As sports provide a focus for social interaction they inevitably come under pressure from those people seeking to use sports events (or success in an event) to highlight a particular political agenda. In many cases the attempt to control the political environment through sports results in a spectacular and contentious sporting outcome. Sports are undoubtedly a political endeavor when they involve national rivalries, and politics likely will continue to be central for sports on many fronts, both in a theoretical sense and in a practical sense. The strong representational element within sports (which in turn are supported by the political system) elevates sports within our social psyche and so makes them more important to our societies. Sports provide everyone from a head of state to a fringe ideologue with the ability to present his or her message to millions across the globe.
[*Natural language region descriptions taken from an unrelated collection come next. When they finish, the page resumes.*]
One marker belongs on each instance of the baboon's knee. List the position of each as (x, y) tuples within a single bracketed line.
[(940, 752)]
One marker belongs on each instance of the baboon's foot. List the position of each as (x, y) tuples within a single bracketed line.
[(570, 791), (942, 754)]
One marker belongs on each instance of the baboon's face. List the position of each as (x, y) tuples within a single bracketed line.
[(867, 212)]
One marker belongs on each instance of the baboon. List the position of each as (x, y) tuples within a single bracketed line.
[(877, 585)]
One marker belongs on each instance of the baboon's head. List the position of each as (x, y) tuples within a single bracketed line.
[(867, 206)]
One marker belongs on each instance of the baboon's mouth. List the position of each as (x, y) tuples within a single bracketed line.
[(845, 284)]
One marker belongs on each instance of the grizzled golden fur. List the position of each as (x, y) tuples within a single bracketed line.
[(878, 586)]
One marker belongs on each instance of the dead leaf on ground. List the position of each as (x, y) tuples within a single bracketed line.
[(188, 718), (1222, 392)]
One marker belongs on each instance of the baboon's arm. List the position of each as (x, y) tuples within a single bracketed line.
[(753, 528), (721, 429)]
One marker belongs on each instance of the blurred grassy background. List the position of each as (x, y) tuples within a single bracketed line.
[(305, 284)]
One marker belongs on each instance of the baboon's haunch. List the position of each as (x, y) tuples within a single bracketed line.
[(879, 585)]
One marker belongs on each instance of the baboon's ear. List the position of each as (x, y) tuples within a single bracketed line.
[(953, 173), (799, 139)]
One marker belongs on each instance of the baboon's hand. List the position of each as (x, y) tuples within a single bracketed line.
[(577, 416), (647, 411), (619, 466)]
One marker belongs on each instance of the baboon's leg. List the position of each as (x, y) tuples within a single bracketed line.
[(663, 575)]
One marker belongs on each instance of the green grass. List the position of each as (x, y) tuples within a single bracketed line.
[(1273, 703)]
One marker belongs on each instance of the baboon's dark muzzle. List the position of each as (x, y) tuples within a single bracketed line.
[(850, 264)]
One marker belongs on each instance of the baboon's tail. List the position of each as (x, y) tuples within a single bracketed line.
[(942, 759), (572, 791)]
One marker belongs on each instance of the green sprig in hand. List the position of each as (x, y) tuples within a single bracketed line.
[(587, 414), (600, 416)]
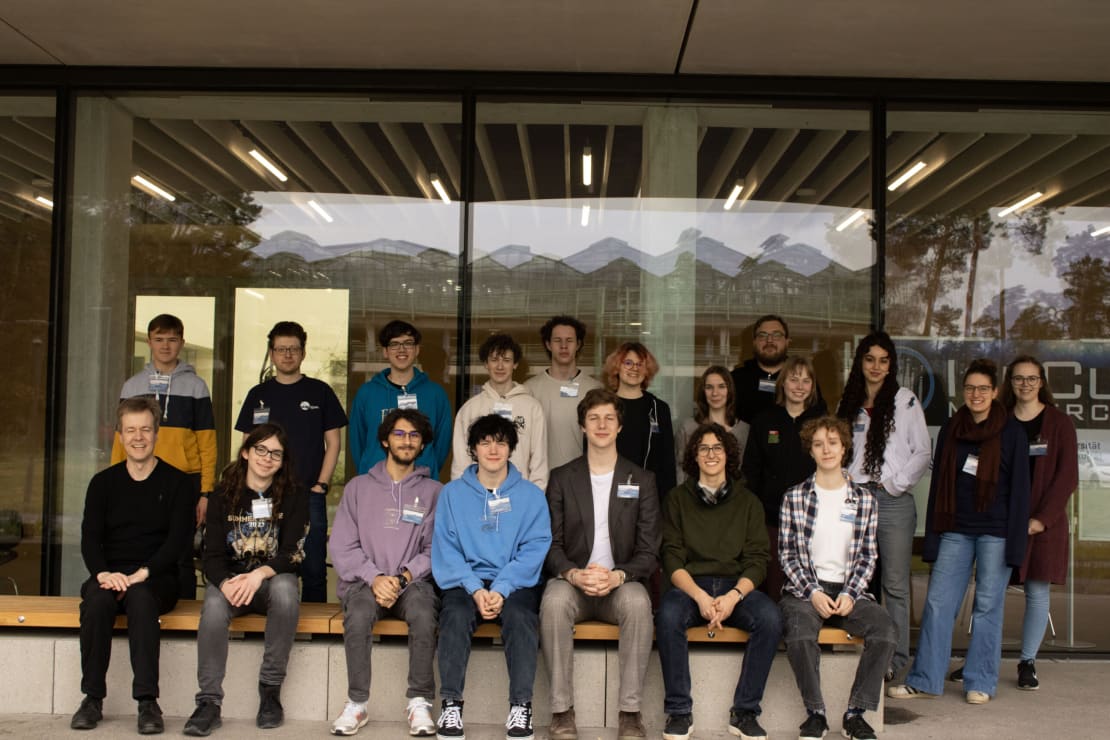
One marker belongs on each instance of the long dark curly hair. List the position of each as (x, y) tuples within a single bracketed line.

In most nations a separation exists between those people in charge of developing sports and those people in charge of funding sports. Even this separation of power on sound organizational principles is an example of politics affecting sports. Such separation fundamentally affects the interaction between groups related to the funding and organization of sports. Often as a result of the organizing and planning process, sports tend to exhibit characteristics related to a particular national identity and its perceived uniqueness. During this nonlinear process sports become increasingly relevant to societies in a representational sense. We should not underestimate the importance of the representational element of sports to policy and political groups. Politicians and political structures usually act to channel national resources toward certain sporting goals, particularly when a sport has enjoyed success on the world stage. The potential of a feel-good factor provided by sporting success to sustain the popularity of politicians has been recognized since ancient Roman times. Despite the protestations of many administrators and sportspeople, the link between sports and politics was firmly established before sports became the all-pervasive element of popular culture that they are today.